RNC employee fined for snooping, conviction 1st under new N.L. privacy law

A civilian employee of the Royal Newfoundland Constabulary has been convicted of snooping in three files that she didn't have the right to see, the first-ever conviction under the province's Access to Information and Protection of Privacy Act.

"I believe justice has been served today and that the court has recognized the seriousness of these offences," said Newfoundland and Labrador Privacy Commissioner Donovan Molloy in a press release issued Friday afternoon.

Annette Kennedy, 46, pleaded guilty Friday to three offences under the 2015 legislation, known as ATIPPA, with the court imposing a total fine of $1,000.

According to Molloy, this is only the third conviction under a public sector privacy statute in Canada.

There have been other convictions under other statutes such as the Personal Health Information Act. For example, in 2014 a nurse was convicted and fined for illegally accessing patient records at Eastern Health.

A message to others

In Kennedy's case, someone made a complaint to the RNC after suspecting their personal information had been inappropriately accessed in September and October of 2016.

An investigation found the personal information of that person and of two others had been looked at by Kennedy through a database she had access to as part of her job with the RNC.

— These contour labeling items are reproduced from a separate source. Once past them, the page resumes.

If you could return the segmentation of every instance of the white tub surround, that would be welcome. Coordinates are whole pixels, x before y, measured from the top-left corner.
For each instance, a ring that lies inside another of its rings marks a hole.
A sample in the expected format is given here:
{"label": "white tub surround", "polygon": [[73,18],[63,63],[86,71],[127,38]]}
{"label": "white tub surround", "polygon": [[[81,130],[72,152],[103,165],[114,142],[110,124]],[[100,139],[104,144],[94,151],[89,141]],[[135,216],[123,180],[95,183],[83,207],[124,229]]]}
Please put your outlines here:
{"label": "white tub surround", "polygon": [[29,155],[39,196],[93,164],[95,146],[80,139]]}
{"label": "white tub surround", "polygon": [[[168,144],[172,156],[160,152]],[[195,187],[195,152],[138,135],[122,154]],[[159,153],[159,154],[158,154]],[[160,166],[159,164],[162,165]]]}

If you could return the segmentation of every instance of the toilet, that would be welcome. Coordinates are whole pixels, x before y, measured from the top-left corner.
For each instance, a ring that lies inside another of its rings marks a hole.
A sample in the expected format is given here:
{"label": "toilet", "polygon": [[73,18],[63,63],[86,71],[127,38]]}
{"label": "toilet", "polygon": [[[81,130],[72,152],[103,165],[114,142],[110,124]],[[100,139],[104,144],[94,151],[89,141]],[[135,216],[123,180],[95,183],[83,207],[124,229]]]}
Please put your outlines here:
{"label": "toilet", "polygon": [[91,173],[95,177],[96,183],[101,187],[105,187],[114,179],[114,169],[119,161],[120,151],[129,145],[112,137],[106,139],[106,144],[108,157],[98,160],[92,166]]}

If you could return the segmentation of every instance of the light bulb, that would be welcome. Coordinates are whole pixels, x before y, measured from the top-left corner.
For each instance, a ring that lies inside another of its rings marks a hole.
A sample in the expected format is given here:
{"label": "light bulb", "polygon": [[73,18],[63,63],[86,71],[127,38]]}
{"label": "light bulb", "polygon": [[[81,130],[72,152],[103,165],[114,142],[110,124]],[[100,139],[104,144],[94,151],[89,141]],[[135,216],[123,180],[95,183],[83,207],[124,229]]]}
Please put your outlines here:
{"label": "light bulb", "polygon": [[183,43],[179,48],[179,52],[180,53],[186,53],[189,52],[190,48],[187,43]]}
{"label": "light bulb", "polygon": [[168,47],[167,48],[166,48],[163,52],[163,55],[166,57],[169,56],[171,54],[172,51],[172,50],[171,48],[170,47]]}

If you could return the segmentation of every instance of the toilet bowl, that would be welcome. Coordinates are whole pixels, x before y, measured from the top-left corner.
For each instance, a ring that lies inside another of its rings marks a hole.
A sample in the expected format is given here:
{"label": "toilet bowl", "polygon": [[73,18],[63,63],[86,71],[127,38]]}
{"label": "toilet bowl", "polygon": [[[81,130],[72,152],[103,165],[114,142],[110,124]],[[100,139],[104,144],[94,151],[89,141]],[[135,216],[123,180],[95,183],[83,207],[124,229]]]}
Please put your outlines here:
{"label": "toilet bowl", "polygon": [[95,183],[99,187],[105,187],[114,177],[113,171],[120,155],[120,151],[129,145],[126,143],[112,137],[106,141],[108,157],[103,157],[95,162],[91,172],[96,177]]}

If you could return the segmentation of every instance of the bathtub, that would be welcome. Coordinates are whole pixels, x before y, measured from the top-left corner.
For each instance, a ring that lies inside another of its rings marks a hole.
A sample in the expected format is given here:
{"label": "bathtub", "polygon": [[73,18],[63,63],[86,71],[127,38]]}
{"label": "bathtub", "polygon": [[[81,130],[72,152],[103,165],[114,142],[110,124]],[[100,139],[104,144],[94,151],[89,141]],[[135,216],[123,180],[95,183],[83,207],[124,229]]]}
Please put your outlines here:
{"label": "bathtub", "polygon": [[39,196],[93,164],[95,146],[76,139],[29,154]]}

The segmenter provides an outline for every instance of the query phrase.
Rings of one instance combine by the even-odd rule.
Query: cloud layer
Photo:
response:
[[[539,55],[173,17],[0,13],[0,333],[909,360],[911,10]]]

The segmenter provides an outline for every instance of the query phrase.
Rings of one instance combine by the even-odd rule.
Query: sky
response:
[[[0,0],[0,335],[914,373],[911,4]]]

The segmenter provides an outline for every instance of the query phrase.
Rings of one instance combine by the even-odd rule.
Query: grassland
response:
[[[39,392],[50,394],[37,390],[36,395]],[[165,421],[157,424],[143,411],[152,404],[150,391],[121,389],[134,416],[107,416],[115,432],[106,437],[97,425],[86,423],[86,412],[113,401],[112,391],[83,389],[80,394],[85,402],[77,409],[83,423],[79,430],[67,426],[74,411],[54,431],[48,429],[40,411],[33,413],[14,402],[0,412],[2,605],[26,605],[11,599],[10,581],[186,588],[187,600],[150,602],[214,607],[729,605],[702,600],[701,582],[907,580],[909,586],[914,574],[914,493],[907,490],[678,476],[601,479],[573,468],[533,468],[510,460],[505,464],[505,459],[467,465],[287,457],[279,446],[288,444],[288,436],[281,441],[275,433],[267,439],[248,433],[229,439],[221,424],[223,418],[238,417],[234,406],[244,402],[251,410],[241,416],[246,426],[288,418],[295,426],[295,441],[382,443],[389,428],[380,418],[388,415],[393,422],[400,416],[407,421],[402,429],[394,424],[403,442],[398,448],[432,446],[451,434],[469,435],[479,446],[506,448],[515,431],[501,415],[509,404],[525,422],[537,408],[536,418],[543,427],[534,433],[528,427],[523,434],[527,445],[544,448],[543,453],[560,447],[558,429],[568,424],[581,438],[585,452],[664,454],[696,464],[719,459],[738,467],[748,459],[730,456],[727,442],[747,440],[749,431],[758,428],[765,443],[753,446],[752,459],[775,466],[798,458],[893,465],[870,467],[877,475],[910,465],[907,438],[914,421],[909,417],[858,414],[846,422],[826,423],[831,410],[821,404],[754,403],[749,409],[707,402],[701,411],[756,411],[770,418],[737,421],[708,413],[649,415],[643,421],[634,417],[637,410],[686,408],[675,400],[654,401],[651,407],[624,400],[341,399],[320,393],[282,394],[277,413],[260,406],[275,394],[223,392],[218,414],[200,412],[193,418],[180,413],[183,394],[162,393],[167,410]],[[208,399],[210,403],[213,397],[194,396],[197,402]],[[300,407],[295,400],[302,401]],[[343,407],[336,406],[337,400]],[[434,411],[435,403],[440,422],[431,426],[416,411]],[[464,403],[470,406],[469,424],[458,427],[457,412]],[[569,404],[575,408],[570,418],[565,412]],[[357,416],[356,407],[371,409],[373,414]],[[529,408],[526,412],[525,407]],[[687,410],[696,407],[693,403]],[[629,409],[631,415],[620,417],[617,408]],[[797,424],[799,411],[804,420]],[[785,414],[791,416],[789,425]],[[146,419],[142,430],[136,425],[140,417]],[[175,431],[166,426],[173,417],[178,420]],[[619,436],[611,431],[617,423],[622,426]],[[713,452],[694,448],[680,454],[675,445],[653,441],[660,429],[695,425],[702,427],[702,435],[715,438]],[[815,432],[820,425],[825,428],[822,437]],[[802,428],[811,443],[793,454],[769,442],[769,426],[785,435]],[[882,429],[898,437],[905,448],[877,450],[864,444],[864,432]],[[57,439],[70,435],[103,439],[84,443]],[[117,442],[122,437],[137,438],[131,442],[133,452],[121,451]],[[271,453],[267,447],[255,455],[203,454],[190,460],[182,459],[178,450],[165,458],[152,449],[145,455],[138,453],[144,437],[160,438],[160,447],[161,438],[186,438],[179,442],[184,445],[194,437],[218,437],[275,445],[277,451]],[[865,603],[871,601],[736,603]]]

Commissioner Molloy said because citizens are required to provide personal information to public bodies in order to receive certain services and benefits, their privacy must be ensured.

"They place a high degree of trust in public bodies and their employees to protect their personal information from unauthorized use and disclosure," he said.

"Prosecutions serve to reiterate the message that there can be extremely serious consequences to those who breach this trust."

Molloy reassured people in the province that he "will hold any individual or organization accountable in circumstances such as these."